神宮の製塩法は入浜式塩田で、二見町大字西の西端、
五十鈴川の堤防に接したところに御塩浜があります。
 この場所に御塩浜があるのは、海水に淡水が少し混入
した方が細かい良い塩ができるという理由によります。

<御塩作りの作業>

○ 準 備

 浜おこし ・・・ 採鹹(さいかん)作業に先立ち”すき”を使って御塩浜を整備する

 潮を入れる・・・ 満潮時に海水を御塩浜に入れ、御塩浜全面を冠水
          させ、次の干潮時に放水する。

○ 採鹹作業

 浜をおろす ・・・ 沼井(ぬい)の中の散砂を木製の”浜ぐわ”で掘りおこし、沼井
            の周囲に掘り出す。
           (* 御塩浜には四つの穴(沼井と呼ばれる)がつくられている。)
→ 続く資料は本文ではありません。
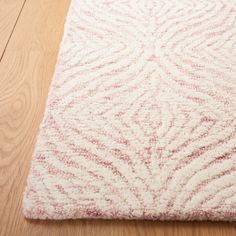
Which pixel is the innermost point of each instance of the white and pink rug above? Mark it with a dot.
(140, 121)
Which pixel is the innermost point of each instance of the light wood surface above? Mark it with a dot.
(9, 13)
(26, 70)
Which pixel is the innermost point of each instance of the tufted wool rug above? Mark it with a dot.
(140, 121)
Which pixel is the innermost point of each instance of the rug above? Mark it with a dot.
(140, 121)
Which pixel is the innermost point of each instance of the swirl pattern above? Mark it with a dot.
(140, 121)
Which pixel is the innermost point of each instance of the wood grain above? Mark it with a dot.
(25, 74)
(9, 13)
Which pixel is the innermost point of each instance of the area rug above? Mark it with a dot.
(140, 121)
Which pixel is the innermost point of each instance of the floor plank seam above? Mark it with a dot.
(17, 19)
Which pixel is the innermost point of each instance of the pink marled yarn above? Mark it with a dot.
(140, 121)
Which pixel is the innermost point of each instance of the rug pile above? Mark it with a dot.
(140, 121)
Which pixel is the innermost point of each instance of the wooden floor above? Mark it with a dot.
(30, 33)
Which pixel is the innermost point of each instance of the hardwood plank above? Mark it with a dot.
(25, 74)
(9, 13)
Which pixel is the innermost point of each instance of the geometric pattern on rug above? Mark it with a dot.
(140, 121)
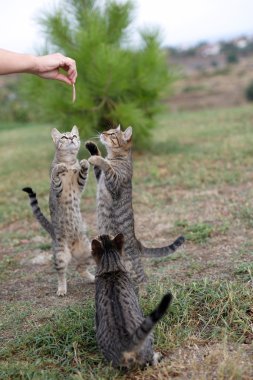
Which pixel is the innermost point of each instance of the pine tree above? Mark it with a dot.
(117, 83)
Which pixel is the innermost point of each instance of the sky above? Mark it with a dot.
(182, 22)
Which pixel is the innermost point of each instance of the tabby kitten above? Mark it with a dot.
(123, 334)
(67, 228)
(114, 198)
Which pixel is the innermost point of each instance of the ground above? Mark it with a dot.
(196, 180)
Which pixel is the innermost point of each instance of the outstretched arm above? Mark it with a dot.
(46, 66)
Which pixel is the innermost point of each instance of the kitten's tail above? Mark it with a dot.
(163, 251)
(38, 213)
(149, 322)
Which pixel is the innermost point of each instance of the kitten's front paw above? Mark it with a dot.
(84, 164)
(61, 169)
(61, 292)
(94, 160)
(92, 148)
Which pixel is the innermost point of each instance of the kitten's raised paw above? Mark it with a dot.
(94, 160)
(61, 292)
(61, 168)
(92, 148)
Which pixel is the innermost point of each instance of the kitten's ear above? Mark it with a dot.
(75, 130)
(96, 250)
(128, 134)
(55, 135)
(119, 241)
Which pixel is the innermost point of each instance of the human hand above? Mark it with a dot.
(48, 67)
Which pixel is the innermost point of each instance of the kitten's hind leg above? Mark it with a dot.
(61, 259)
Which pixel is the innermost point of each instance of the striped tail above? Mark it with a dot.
(38, 213)
(163, 251)
(148, 324)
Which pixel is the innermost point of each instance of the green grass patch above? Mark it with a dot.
(66, 345)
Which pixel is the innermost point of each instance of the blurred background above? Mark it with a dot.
(133, 58)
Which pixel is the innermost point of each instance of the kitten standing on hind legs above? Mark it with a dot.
(67, 228)
(114, 199)
(123, 334)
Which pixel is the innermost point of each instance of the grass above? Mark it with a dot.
(195, 180)
(205, 311)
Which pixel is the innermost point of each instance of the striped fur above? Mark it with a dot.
(123, 334)
(67, 228)
(114, 198)
(38, 213)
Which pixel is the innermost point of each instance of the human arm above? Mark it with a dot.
(46, 66)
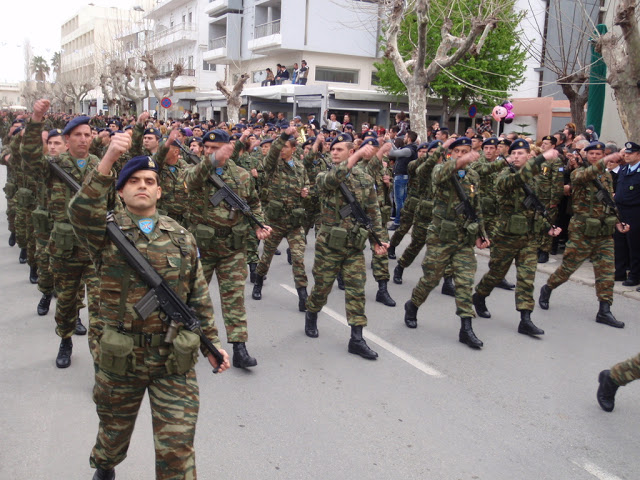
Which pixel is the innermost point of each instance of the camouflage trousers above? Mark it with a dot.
(505, 249)
(252, 247)
(627, 371)
(328, 262)
(70, 277)
(297, 243)
(406, 220)
(174, 401)
(380, 263)
(418, 241)
(230, 267)
(463, 261)
(578, 249)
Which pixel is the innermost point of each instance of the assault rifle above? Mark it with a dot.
(161, 295)
(464, 207)
(531, 200)
(224, 191)
(354, 209)
(603, 195)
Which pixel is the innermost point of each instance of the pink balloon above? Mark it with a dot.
(498, 113)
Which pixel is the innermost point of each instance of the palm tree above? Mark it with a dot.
(55, 64)
(40, 67)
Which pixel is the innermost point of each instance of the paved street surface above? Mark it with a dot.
(428, 408)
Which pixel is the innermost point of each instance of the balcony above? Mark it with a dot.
(178, 35)
(216, 8)
(266, 37)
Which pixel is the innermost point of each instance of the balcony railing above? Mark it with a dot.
(187, 72)
(220, 42)
(267, 29)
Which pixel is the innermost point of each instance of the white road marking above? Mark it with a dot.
(401, 354)
(596, 471)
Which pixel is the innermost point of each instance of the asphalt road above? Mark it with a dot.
(428, 408)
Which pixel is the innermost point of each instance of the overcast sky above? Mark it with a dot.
(40, 22)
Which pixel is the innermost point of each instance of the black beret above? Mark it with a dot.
(216, 136)
(143, 162)
(490, 141)
(76, 122)
(519, 144)
(153, 131)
 浜をひろげる ・・・ 沼井から掘り出した砂は”浜ぐわ”で御塩浜地盤面にまく

 浜をかえす ・・・ 御塩浜にまかれた砂は、天日によって乾燥され、塩分が付着します。
           この乾燥を助けるため、”砂かき”で砂をかき起こす。

 浜をよせる ・・・ 天日で乾いた砂を”えぶり”を使って、沼井の両側に、二条のうね状
           にして集める。

 潮をおそう ・・・ 沼井に砂が入ると、沼井に海水を注ぐ。

 採   鹹 ・・・ 海水を注いだ後、しばらくすると、沼井の下穴に潮の塩分を溶出した
           「鹹水」(=濃い塩水)が溜まる。

 これで採鹹作業は終了です。 

(j神宮司庁:提供)

○ 御塩汲入作業

 御塩汲入所において御塩浜で採鹹した鹹水を十二個ある壷のうち十一個に貯水する。残りの一個は釜に運ぶ前に砂を入れた濾過桶を通して清浄な水を得るために使用する。

○ 御塩焼作業


 御塩焼所において海水から作った鹹水を一昼夜かけて煮つめ荒塩が作られる。

(神宮司庁:提供)
○ 御塩焼固作業


 御塩殿において御火を鑚(き)り、その御火で荒塩を三角錐の形に焼き固める。

(神宮司庁:提供)

 以上の作業を経て伊勢神宮の御塩ができあがります。